I have a list with population, year, and county and I need to cut the list, and then find the number of uniq counties.
The list starts off like this:
#Population, Year, County
3900, 1969, Beaver
3798, 1970, Beaver
3830, 1971, Beaver
3864, 1972, Beaver
3993, 1973, Beaver
3976, 1974, Beaver
4064, 1975, Beaver
There is much more to this list, and many more counties. I have to cut out the county column, sort it, and then output the number of uniq counties. I tried this command:
cut -c3- list.txt | sort -k3 | uniq -c
But this does not cut the third list, nor does it sort it alphabetically. What am I doing wrong?

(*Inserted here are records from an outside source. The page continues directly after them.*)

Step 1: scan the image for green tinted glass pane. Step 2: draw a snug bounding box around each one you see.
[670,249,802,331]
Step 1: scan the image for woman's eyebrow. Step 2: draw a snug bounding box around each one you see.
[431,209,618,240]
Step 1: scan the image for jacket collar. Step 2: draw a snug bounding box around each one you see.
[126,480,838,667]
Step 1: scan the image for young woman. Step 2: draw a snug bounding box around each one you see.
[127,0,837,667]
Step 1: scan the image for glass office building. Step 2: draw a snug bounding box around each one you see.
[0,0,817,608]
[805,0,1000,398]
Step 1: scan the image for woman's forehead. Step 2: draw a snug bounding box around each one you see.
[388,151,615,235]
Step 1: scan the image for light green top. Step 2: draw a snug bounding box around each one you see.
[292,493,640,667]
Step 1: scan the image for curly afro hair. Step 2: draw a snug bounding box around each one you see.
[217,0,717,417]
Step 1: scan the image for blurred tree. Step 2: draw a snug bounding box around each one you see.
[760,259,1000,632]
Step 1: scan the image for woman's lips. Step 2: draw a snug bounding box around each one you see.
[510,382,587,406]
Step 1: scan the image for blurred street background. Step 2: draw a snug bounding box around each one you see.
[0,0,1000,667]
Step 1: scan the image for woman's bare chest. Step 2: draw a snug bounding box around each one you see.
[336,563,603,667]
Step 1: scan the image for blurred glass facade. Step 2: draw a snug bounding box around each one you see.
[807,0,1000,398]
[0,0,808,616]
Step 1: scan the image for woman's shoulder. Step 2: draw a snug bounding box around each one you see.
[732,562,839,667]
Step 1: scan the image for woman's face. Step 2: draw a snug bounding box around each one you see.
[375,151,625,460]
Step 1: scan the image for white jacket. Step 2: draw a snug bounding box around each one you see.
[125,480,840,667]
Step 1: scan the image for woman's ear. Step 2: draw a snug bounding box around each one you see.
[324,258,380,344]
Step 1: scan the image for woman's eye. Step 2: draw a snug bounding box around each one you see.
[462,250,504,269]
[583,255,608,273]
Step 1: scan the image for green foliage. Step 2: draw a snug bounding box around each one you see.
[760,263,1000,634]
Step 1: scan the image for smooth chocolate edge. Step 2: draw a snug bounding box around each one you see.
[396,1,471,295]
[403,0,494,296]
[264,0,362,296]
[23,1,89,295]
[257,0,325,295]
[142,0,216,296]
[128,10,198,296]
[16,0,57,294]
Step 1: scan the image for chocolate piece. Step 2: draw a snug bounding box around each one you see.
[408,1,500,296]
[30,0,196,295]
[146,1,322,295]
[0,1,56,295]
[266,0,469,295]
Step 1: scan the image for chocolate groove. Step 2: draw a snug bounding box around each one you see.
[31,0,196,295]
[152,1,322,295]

You can add a delimiter, which is a comma in your case:
cut -f 3 -d, list.txt | sort | uniq
then, -c
specifies character position, rather than field, which is specified with -f
.
To strip spaces in front you can pipe this all through, e.g. awk '{print $1}'
, i.e.
cut -f 3 -d, list.txt | awk '{print $1}' | sort | uniq
[edit]
Aaaaand. If you try to cut
the 3rd field out, you are left with only one field after the pipe, so sorting on the 3rd field won't work, which is why I omitted it in my example. You get 1 field, you just sort on it and the apply uniq
.
You can use awk to extract third field (space delimited), and then do your sort/uniq stuff.